Por Adán Pérez Amallobieta, Socio Abogado de NORGESTION

 

La Sentencia de la Sala de lo Penal del Tribunal Supremo de 22 de abril de 2021 (https://www.poderjudicial.es/search/TS/openDocument/e02145198c9316af/20210505) confirma la condena impuesta a un empresario que accedió al correo corporativo y al correo personal de un empleado, ubicados en su ordenador de trabajo, por un delito de descubrimiento y revelación de secretos.

Resulta una interesante Sentencia, en la que el Tribunal Supremo realiza un exhaustivo análisis de la cuestión y de la evolución jurisprudencial al respecto, fijando las pautas que las empresas deberían seguir sobre este particular.

El empresario, del sector de la construcción, empezó a recibir quejas de clientes, los cuales creían que habían contratado con la empresa, cuando en realidad lo habían hecho con su empleado. Ante esta sospecha de deslealtad, el empresario entró en el ordenador del trabajador y en su correo corporativo, descubriendo que éste había instalado una aplicación para su correo personal en el equipo profesional. El empresario imprimió diversos correos electrónicos (procedentes tanto del correo corporativo como del personal), que utilizó en una querella por comisión de un delito continuado de hurto, cuya causa sigue abierta.

El empresario aduce en su defensa tres argumentos:

  1. Alega que no era consciente de la ilicitud de sus actos (error invencible de prohibición), ya que, movido por la amenaza que la conducta de su empleado suponía para su empresa, utilizó los correos electrónicos como prueba de dichos hechos, entregándolos a sus letrados, que los presentaron en el juzgado en la causa contra el trabajador.
  2. El empresario también alega la legítima defensa como eximente de responsabilidad, en cuanto medio de reacción frente al comportamiento de su empleado, que entendió delictivo respecto a su empresa.
  3. Por último, considera que existe una indebida aplicación del tipo de descubrimiento y revelación de secretos, porque su propósito nunca fue descubrir o vulnerar secretos, si no el ya explicado.

Además aporta el dato de que el convenio colectivo aplicable vetaba la instalación de cualquier aplicación de correo privado en los ordenadores corporativos.

El Tribunal Supremo, tras rechazar los motivos de recurso, se extiende en el examen doctrinal de la cuestión, que pasa por la colisión y equilibrio entre dos derechos: el interés del empresario en supervisar el uso adecuado de los elementos productivos puestos a disposición de los trabajadores, frente al interés de éstos que quieren excluir a terceros del contenido de sus comunicaciones (corporativas y personales). Como es lógico, el Alto Tribunal da un mayor rango al segundo derecho y analiza el tratamiento que, sobre la materia, realiza la legislación de protección de datos y la de carácter laboral, teniendo en cuenta el creciente uso de las comunicaciones telemáticas en los ámbitos profesionales y privados y el indudable interés que estas comunicaciones pueden tener, por ejemplo, para sustentar un despido. También hace referencia a la evolución de su propia jurisprudencia, en la que se hacía una difícil distinción entre el derecho a la propia intimidad (la posibilidad de que el empresario acceda al contenido de un ordenador, lo cual podía estar previsto en el contrato laboral) y el secreto de comunicaciones como tal (donde la injerencia solo era posible previa autorización judicial, sin que ello fuera disponible por pacto de las partes).
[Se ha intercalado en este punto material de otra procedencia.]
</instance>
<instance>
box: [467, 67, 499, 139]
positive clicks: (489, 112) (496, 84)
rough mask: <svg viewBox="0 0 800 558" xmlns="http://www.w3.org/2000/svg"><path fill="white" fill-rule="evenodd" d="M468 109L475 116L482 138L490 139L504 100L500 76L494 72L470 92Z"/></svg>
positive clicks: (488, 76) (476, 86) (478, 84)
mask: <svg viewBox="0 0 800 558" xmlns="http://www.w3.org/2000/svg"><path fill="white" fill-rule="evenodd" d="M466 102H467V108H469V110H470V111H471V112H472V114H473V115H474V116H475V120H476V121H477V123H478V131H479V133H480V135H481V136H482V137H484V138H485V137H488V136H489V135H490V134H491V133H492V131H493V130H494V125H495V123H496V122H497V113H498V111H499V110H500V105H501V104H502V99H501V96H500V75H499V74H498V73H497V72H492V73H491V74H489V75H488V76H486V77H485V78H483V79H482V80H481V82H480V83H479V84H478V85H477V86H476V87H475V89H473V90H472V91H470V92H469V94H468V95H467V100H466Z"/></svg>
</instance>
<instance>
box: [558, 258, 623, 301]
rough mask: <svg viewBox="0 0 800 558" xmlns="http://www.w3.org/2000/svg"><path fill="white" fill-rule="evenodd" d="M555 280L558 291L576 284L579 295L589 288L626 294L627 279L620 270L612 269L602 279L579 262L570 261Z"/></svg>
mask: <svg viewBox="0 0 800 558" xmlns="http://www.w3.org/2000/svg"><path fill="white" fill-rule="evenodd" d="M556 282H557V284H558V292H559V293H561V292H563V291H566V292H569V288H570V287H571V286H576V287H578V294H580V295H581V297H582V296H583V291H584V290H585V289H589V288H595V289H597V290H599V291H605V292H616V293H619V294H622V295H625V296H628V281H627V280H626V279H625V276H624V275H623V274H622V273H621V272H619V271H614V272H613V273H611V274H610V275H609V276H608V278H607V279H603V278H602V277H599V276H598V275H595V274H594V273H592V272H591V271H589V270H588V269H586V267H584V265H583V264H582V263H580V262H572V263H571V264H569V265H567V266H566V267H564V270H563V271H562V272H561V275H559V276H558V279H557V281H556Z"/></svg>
Sin embargo, el Tribunal Supremo ha ido flexibilizando sus posicionamientos, siguiendo la corriente del Tribunal Europeo de Derechos Humanos, el cual ha fijado unos estándares sobre la materia que se vienen a conocer como el test Barbulescu. Nuestro Tribunal Supremo establece una doctrina que se asienta sobre la premisa de la expectativa de privacidad del trabajador. Es decir, se acepta que en el ámbito de negociación laboral se consienta anticipadamente la fiscalización por el empresario de los medios informáticos puestos a disposición de los trabajadores, incluyendo las comunicaciones electrónicas realizadas a través de esos medios, lo que excluiría esa expectativa de privacidad del trabajador.
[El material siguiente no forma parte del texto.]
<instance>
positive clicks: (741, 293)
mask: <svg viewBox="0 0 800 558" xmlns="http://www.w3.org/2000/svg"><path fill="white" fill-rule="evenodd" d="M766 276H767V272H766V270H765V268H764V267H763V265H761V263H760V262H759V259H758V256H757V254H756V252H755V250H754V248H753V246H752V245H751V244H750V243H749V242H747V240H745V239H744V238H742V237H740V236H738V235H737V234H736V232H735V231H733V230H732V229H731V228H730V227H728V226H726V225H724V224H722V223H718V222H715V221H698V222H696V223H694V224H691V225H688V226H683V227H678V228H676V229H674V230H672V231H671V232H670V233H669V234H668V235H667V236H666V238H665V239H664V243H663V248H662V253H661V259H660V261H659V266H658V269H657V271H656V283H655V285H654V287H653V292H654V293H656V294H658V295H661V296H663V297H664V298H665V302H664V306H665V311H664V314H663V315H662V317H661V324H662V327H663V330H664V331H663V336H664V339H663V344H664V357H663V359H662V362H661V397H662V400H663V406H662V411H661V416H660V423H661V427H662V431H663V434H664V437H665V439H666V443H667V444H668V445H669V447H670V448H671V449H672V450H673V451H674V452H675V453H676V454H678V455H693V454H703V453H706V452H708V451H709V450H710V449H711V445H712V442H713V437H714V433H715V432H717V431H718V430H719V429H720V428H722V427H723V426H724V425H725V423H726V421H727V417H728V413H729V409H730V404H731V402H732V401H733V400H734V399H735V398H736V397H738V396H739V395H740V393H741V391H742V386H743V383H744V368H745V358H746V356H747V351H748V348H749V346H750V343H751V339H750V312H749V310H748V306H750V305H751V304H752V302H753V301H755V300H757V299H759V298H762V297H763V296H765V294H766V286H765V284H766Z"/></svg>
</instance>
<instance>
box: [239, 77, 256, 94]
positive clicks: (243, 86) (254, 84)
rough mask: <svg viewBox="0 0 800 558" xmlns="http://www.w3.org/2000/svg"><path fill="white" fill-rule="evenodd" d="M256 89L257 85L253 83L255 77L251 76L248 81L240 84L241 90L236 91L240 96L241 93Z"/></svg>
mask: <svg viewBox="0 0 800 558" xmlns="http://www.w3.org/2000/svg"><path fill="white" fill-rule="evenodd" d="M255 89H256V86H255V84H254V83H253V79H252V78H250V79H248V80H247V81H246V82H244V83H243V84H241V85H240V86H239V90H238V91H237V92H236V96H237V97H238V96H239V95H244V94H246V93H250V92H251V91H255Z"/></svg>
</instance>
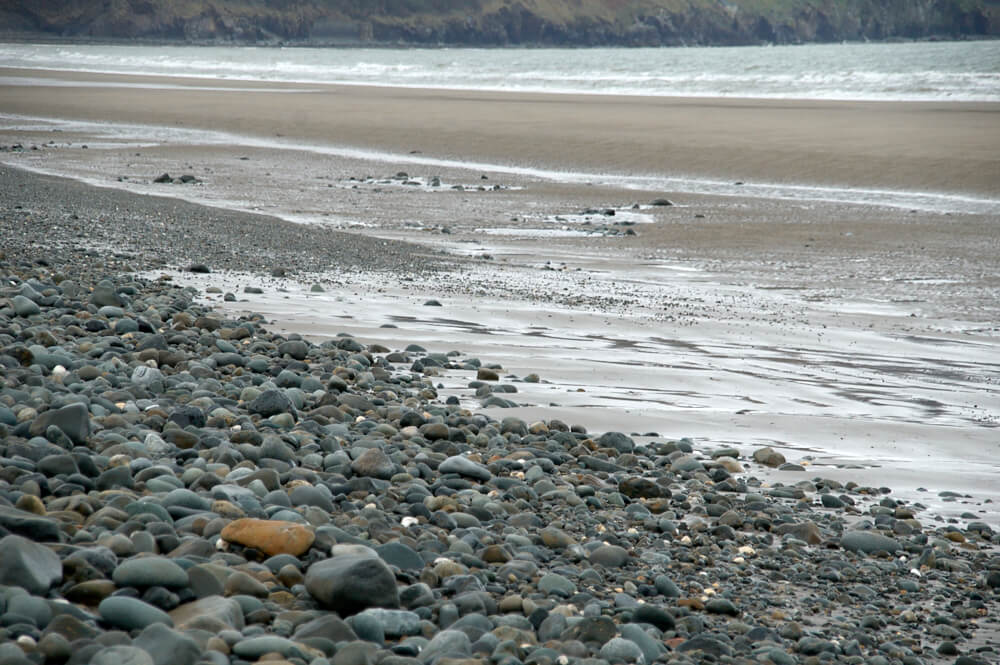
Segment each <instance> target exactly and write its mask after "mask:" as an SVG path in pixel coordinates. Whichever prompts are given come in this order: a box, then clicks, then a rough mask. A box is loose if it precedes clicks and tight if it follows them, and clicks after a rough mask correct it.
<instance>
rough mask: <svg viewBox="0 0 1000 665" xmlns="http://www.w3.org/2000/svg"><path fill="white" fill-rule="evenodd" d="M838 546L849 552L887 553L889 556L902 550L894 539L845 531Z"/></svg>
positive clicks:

Por ello, resulta recomendable informar por escrito y de antemano al trabajador que los ordenadores y teléfonos móviles que se pongan a su disposición deben tener un uso estrictamente profesional, especificando los usos autorizados, sin que quepa su empleo para fines particulares, ni instalar en ellos aplicaciones de uso privado. Asimismo, debe advertirse de la posibilidad de su control, no solo del contenido de los equipos, sino también de las comunicaciones corporativas o personales realizadas a través de los mismos. Huelga decir que el empresario condenado en la sentencia que hemos analizado, a pesar de sus buenas intenciones, no había seguido estas pautas.